De openbare leesbibliotheek
Het Utrechtse departement van de Maatschappij heeft een uitgebreid archief achtergelaten. Zo zie je op de tweede afbeelding dat ook het 'Reglement voor de Leesbibliotheek' bewaard is gebleven. Volgens de Maatschappij kon een openbare leesbibliotheek bijdragen aan 'verlichting, godsvrucht en goede zeden' van de Utrechtse bevolking, zoals je kan zien op de derde afbeelding.
Er werd netjes per jaar bijgehouden welke boeken er werden geleend, hoeveel boeken er werden geleend, maar ook door wie er boeken werden geleend. Zo zie je op de vierde afbeelding dat er in het jaar 1859 apart bijgehouden hoeveel vrouwen, militairen, wezen en rooms-katholieken er kwamen om een boek te lenen. Waarom werd dit zo nauwkeurig opgeschreven, denk je? Ook vond de Maatschappij het belangrijk om te noteren wat voor soort boeken er werden uitgeleend, zoals je kan zien op de vijfde afbeelding. Daar is genoteerd hoeveel boeken er van elk thema zijn uitgeleend. Je ziet thema's zoals kerkelijke geschiedenis, geschiedenis en opvoeding en onderwijs.
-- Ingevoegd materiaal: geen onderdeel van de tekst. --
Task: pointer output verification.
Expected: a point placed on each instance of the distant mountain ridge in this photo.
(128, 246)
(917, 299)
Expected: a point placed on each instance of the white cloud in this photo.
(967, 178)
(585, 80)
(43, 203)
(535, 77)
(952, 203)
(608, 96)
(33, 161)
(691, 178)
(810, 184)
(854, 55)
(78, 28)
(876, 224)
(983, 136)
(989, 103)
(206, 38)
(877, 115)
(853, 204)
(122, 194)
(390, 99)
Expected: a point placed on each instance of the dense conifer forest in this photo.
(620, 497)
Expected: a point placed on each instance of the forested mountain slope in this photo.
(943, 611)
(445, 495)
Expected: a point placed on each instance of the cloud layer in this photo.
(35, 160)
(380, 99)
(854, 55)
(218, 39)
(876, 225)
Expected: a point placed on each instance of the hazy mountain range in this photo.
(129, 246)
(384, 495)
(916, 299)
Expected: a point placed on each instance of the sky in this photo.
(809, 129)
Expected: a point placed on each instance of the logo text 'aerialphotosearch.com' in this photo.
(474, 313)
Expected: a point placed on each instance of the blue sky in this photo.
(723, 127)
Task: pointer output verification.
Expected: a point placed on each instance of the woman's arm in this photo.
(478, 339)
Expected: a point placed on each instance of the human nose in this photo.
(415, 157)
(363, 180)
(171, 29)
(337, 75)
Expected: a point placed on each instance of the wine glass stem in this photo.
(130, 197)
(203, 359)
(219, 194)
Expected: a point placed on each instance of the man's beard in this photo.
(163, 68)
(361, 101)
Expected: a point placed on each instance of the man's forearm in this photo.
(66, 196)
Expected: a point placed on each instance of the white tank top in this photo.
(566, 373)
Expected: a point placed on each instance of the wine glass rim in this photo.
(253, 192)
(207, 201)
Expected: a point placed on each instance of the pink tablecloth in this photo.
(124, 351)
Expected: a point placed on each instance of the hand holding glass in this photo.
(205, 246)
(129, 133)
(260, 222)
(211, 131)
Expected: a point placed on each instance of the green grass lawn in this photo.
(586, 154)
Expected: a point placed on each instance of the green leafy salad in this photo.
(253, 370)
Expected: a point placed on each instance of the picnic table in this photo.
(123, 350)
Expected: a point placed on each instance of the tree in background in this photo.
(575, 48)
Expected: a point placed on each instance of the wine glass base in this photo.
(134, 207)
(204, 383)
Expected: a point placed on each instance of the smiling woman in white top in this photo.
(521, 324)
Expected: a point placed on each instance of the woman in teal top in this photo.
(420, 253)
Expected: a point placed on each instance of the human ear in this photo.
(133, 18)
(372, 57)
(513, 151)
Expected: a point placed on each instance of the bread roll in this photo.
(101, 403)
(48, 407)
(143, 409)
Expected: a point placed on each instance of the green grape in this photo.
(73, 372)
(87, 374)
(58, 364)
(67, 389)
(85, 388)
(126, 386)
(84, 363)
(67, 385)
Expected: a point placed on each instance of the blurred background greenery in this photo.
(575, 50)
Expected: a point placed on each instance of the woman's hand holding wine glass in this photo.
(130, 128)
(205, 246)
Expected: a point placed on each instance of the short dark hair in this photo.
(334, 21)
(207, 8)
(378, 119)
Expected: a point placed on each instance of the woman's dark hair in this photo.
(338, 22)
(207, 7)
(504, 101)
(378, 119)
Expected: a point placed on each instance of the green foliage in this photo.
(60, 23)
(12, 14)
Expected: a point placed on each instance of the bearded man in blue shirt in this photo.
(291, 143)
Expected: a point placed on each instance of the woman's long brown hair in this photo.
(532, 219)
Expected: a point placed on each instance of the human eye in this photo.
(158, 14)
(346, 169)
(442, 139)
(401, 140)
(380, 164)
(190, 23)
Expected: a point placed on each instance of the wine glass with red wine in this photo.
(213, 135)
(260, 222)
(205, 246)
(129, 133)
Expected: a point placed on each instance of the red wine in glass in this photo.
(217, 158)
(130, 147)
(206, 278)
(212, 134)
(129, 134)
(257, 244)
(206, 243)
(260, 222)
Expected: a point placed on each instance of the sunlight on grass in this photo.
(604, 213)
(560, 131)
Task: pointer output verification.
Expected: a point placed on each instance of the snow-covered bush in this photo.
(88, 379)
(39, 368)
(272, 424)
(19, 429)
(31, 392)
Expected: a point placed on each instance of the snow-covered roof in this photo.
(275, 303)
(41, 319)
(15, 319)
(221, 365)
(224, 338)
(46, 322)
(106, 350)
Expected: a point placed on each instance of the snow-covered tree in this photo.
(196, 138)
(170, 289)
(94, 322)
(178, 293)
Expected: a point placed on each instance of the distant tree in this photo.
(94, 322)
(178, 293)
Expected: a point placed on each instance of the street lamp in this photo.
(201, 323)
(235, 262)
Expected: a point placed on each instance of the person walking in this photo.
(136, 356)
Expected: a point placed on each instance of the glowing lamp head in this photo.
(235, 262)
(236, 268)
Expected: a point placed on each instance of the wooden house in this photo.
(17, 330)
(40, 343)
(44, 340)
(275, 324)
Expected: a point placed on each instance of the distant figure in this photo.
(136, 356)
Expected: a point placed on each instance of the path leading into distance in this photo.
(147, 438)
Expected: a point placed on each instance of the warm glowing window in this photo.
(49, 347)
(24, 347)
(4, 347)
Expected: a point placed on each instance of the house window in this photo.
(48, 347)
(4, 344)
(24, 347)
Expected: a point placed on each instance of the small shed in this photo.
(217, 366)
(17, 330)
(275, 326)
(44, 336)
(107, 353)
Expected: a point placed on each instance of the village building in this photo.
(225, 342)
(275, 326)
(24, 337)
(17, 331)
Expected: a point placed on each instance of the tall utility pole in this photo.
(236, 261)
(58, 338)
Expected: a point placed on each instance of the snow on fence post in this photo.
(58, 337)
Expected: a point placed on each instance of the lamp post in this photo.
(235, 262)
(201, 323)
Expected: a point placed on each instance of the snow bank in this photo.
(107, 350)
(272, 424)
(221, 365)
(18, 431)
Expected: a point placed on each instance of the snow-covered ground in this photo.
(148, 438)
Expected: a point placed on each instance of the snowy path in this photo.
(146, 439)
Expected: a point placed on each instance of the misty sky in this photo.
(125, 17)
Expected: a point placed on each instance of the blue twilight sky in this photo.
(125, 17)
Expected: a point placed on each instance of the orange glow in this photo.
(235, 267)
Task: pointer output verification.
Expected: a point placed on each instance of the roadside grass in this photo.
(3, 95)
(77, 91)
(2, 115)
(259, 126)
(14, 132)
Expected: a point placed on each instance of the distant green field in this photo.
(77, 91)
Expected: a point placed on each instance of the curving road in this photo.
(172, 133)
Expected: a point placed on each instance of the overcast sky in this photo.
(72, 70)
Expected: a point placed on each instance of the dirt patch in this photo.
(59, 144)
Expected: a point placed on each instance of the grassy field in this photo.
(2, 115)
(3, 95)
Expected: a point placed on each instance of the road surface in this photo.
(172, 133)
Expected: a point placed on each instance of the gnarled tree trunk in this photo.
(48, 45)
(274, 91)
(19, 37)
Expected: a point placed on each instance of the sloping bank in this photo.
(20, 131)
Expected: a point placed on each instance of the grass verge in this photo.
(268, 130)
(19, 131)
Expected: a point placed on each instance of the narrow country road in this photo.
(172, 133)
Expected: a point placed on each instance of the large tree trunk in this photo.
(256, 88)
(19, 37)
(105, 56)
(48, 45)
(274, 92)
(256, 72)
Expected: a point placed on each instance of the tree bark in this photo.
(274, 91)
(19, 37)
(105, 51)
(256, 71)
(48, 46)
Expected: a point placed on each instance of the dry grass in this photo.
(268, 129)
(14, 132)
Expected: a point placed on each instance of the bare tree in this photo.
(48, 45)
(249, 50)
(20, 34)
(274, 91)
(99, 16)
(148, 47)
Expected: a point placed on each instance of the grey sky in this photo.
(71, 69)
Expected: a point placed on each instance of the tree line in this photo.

Er waren, zoals je kan zien aan de genoteerde aantallen, best wel wat mensen die langskwamen bij de openbare bibliotheek. Dat gebeurde natuurlijk niet zomaar: de Maatschappij maakte namelijk reclame! Zo plaatste de Maatschappij regelmatig advertenties in Het Utrechtsch Nieuwsblad. Een aanvraag voor zo'n advertentie kan je zien op de laatste afbeelding.